# Bentley..so sad



## Joanne & Asia (Jul 23, 2007)

I don't have any knowledge or advice on the chemo but am so sorry for you and Bentley. He sounds like an amazing dog and so full of personality.


----------



## ggdenny (Nov 2, 2008)

I'm so sorry that the cancer is so widespread. It's suchba hard choice when it comes to chemo, although it sounds like Bentley's may be too advanced for chemo to help longterm.


----------



## musicgirl (Jul 26, 2009)

I also have no knowledge with chemo...what did the vet recommend? if anything.
Either way, give Bentley lots of hugs from us. Whatever you choose to do, he sounds like he'll be his sweet, goofy self! Best of luck


----------



## hotel4dogs (Sep 29, 2008)

I have no advice either, just want to say I'm so sorry to hear about Bentley.


----------



## CAROLINA MOM (May 12, 2009)

I am so sorry to hear about Bentley, I know this is a very difficult time for all and you are faced with some very hard decisions to make. 
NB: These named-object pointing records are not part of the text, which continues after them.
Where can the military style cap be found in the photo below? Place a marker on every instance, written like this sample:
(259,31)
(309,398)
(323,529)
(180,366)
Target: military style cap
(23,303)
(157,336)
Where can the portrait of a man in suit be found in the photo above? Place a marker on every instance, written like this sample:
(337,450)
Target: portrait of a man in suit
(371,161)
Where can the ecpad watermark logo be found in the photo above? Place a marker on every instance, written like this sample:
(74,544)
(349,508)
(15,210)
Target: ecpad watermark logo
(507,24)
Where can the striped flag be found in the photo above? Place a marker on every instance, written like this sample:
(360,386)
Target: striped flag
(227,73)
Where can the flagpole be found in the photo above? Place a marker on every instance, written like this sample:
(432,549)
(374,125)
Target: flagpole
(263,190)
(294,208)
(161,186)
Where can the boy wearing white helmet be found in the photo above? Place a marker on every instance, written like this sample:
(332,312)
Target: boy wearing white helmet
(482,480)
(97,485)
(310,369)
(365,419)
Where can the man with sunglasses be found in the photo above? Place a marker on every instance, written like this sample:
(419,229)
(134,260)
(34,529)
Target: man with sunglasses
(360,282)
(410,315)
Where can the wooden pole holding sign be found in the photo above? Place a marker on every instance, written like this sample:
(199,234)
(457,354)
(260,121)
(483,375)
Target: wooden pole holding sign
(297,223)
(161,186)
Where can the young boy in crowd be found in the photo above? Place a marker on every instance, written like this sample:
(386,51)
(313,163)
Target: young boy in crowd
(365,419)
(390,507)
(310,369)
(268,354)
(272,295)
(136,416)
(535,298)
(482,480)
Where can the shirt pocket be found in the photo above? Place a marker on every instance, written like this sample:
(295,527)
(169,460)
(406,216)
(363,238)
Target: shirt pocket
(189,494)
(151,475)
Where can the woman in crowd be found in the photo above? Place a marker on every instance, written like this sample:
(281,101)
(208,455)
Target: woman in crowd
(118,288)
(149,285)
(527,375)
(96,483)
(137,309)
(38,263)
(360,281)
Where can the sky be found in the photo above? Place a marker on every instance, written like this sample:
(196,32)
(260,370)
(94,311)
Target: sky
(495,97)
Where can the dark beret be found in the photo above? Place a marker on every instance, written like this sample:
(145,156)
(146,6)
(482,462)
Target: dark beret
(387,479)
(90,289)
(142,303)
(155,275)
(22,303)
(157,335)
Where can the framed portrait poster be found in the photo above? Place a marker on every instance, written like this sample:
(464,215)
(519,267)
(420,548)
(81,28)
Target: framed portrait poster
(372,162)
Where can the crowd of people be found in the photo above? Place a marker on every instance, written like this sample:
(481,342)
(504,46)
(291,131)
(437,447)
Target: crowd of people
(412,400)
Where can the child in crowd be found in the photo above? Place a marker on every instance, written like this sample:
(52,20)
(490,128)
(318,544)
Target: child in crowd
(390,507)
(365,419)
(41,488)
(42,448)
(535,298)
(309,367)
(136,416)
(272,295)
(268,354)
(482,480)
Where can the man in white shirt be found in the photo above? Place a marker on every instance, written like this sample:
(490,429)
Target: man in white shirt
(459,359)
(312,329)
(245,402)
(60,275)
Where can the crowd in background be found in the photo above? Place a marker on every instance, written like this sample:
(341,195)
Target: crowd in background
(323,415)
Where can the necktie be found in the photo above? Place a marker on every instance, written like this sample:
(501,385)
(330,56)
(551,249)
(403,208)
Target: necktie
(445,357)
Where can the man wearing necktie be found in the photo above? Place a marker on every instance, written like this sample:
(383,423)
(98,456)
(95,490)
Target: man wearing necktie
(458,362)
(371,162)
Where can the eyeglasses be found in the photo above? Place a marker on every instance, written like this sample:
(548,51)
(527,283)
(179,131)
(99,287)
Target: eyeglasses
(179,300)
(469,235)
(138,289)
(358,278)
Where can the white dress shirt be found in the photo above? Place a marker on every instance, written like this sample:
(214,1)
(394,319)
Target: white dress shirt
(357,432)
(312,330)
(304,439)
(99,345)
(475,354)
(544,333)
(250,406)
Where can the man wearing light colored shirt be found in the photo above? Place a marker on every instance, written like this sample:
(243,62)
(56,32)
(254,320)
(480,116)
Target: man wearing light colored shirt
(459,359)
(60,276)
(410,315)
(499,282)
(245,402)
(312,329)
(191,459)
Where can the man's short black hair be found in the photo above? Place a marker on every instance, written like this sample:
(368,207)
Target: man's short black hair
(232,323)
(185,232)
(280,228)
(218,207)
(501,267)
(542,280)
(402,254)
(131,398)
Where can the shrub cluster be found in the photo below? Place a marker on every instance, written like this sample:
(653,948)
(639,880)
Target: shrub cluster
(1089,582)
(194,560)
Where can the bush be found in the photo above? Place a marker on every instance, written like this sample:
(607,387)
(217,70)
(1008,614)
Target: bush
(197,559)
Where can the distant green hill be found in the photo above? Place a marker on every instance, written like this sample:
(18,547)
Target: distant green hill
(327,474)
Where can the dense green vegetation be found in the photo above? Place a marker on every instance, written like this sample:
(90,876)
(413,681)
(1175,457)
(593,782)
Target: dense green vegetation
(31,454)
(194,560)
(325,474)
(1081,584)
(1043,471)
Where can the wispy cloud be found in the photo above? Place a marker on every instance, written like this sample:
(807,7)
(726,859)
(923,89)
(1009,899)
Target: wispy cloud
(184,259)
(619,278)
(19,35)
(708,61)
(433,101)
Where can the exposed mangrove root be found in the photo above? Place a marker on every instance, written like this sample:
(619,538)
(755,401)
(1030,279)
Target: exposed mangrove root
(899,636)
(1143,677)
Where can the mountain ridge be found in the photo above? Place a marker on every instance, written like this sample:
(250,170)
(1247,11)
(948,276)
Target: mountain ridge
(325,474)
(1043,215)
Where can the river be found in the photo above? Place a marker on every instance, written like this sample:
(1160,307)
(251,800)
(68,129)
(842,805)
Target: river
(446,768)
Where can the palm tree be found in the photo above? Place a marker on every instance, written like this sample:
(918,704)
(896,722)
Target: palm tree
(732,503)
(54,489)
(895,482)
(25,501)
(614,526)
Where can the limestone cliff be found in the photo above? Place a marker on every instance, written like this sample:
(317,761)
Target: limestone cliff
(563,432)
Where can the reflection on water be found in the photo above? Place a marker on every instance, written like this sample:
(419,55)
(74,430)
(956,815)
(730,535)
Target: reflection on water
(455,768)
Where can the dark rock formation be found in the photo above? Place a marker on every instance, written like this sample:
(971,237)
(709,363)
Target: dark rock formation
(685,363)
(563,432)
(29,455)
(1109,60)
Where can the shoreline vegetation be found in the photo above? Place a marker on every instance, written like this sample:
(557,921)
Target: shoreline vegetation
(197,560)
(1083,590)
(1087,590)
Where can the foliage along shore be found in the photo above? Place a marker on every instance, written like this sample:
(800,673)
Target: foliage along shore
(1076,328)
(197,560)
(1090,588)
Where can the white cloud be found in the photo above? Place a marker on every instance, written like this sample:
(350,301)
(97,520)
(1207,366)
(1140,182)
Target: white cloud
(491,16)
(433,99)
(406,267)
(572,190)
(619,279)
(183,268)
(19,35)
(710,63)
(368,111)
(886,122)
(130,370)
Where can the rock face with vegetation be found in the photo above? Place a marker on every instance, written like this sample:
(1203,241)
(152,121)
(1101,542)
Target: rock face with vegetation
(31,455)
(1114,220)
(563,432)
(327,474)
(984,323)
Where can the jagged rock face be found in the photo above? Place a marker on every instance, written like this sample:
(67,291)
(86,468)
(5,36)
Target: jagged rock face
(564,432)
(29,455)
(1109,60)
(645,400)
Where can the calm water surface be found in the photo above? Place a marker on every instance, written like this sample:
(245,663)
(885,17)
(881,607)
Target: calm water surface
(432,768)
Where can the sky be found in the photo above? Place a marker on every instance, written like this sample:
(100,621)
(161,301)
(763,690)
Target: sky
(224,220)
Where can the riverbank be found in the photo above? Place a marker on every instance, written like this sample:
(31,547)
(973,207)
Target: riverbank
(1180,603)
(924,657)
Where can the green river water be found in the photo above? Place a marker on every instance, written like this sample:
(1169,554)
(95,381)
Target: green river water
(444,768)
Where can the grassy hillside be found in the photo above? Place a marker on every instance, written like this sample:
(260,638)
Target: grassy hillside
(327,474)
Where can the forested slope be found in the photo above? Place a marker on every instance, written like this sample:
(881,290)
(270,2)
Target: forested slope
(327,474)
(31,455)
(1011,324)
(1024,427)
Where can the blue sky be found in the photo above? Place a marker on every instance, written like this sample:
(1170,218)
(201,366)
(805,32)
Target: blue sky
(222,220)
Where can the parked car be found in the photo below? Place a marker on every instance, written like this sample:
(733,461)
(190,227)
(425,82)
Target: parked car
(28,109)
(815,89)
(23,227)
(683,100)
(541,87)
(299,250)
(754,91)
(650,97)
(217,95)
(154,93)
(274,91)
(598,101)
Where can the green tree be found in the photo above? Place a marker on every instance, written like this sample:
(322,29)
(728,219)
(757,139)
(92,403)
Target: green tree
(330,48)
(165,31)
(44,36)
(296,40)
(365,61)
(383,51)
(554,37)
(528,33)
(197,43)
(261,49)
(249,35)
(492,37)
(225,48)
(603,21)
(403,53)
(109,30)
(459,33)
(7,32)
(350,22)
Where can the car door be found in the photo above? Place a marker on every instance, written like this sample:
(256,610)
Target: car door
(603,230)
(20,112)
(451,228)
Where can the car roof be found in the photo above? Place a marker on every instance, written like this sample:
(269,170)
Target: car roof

I have a 15 yr. old golden boy who is still going strong and doing remarkably well for his age-we are both amazed and very grateful.

We have talked several times if we are faced with this decision, that we would not choose to do chemo, radiation, or any other type of treatment only because we feel it would be too hard physically on our boy. We also don't feel that it would prolong his life that long or that he possibly might not have a good quality of life the time he had left. 

I know this is an extremely hard decision to make and I pray you find the strength and courage to do what is best for all.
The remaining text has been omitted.